Hsu, Robert; Chen, Denaly; Xia, Bing; Feldman, Rebecca; Cozen, Wendy; Raez, Luis E; Borghaei, Hossein; Kim, Chul; Nagasaka, Misako; Mamdani, Hirva; Vanderwalde, Ari M; Lopes, Gilberto; Socinski, Mark A; Wozniak, Antoinette J; Spira, Alexander I; Liu, Stephen V; Nieva, Jorge J.
Afiliación
  • Hsu R; Department of Internal Medicine, Division of Medical Oncology, University of Southern California, Los Angeles, CA, United States.
  • Chen D; Norris Comprehensive Cancer Center, University of Southern California, Los Angeles, CA, United States.
  • Xia B; Department of Internal Medicine, Division of Medical Oncology, University of Southern California, Los Angeles, CA, United States.
  • Feldman R; Norris Comprehensive Cancer Center, University of Southern California, Los Angeles, CA, United States.
  • Cozen W; Department of Internal Medicine, Division of Medical Oncology, University of Southern California, Los Angeles, CA, United States.
  • Raez LE; Norris Comprehensive Cancer Center, University of Southern California, Los Angeles, CA, United States.
  • Borghaei H; Caris Life Sciences, Phoenix, AZ, United States.
  • Kim C; Division of Hematology-Oncology, Department of Medicine, University of California Irvine School of Medicine, Chao Family Comprehensive Cancer Center, Orange, CA, United States.
  • Nagasaka M; Thoracic Oncology Program, Memorial Cancer Institute/Florida Atlantic University, Pembroke Pines, FL, United States.
  • Mamdani H; Department of Hematology-Oncology, Fox Chase Cancer Center, Philadelphia, PA, United States.
  • Vanderwalde AM; Lombardi Comprehensive Cancer Center, MedStar Georgetown University Hospital, Washington, DC, United States.
  • Lopes G; Division of Hematology-Oncology, Department of Medicine, University of California Irvine School of Medicine, Chao Family Comprehensive Cancer Center, Orange, CA, United States.
  • Socinski MA; Department of Oncology, Barbara Ann Karmanos Cancer Institute, Detroit, MI, United States.
  • Wozniak AJ; Caris Life Sciences, Phoenix, AZ, United States.
  • Spira AI; Department of Medical Oncology, Sylvester Comprehensive Cancer Center at the University of Miami, Miami, FL, United States.
  • Liu SV; AdventHealth Cancer Institute, Orlando, FL, United States.
  • Nieva JJ; Hillman Cancer Center, Department of Medicine, Division of Hematology/Oncology, University of Pittsburgh Medical Center, Pittsburgh, PA, United States.
Front Oncol ; 13: 1215524, 2023.
Article en En | MEDLINE | ID: mdl-37700839
ABSTRACT

Background:

The incidence of lung cancer in the US has been decreasing but a bigger decline has been observed in men despite similar declines in tobacco use between men and women.
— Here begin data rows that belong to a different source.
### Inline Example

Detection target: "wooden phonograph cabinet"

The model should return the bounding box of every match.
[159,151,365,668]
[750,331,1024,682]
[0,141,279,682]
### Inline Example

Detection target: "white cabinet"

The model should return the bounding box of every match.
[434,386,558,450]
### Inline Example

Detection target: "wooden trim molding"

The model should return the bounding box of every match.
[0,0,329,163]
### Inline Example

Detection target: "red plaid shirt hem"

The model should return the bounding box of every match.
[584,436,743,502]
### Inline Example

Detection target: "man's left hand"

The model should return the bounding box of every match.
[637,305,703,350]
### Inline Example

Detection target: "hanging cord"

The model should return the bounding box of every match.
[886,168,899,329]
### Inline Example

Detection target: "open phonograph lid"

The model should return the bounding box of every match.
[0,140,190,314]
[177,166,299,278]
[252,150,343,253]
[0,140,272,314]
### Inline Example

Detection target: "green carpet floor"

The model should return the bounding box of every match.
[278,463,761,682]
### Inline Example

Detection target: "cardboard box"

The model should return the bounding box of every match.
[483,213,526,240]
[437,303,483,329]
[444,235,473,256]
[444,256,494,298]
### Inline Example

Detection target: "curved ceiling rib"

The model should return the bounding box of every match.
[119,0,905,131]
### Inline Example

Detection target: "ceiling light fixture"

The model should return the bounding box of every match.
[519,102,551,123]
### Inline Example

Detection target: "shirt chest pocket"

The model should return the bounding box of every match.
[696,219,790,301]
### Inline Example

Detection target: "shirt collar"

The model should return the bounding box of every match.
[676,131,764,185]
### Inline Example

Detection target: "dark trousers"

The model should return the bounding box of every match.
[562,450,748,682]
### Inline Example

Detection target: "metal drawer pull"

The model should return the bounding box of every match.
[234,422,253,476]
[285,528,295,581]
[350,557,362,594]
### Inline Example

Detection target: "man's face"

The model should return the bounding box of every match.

Multiple theories have been proposed, including exposure to exogenous estrogens. Our study seeks to understand the relationship between hormone receptors (HR), gender, and the genomic landscape of non-small lung cancer (NSCLC).

Methods:

3,256 NSCLC tumor samples submitted for molecular profiling between 2013-2018 were retrospectively identified and assessed for HR expression. Hormone receptor (HR+) was defined as ≥ 1% nuclear staining of estrogen receptor-alpha (ER-a) or progesterone receptor (PR) by immunohistochemistry. DNA sequencing by NGS included cases sequenced by the Illumina MiSeq hot spot 47 gene panel (n=2753) and Illumina NextSeq 592 gene panel (n=503). An adjusted p-value (q-value) <0.05 was determined significant.

Results:

HR+ was identified in 18.3% of NSCLC. HR+ occurred more commonly in women compared to men (19.6% vs 11.4%, p <0.0001, q <0.0001). EGFR mutations occurred more commonly in HR+ NSCLC than HR- NSCLC (20.2% vs. 14.6%, p = 0.002, q=0.007). Overall, men with EGFR mutations were affected by HR status with a higher prevalence in HR+ NSCLC while such differences were not seen in women. However, in women ages ≤45, there was a trend towards greater prevalence HR+ NSCLC (25.25% vs. 11.32%, q= 0.0942) and 10/25 (40.0%) of HR+ cases in young women were found to be EGFR mutated. KRAS mutations and ALK+ IHC expression occurred more in HR+ NSCLC whereas TP53 mutations occurred more in HR- NSCLC.

Conclusions:

Women were more likely to have HR+ NSCLC than men and EGFR and KRAS mutations occurred more commonly in HR+ NSCLC. Additional studies with more strict inclusion criteria for HR+ are warranted to see if there is benefit to targeting HR in these subgroups.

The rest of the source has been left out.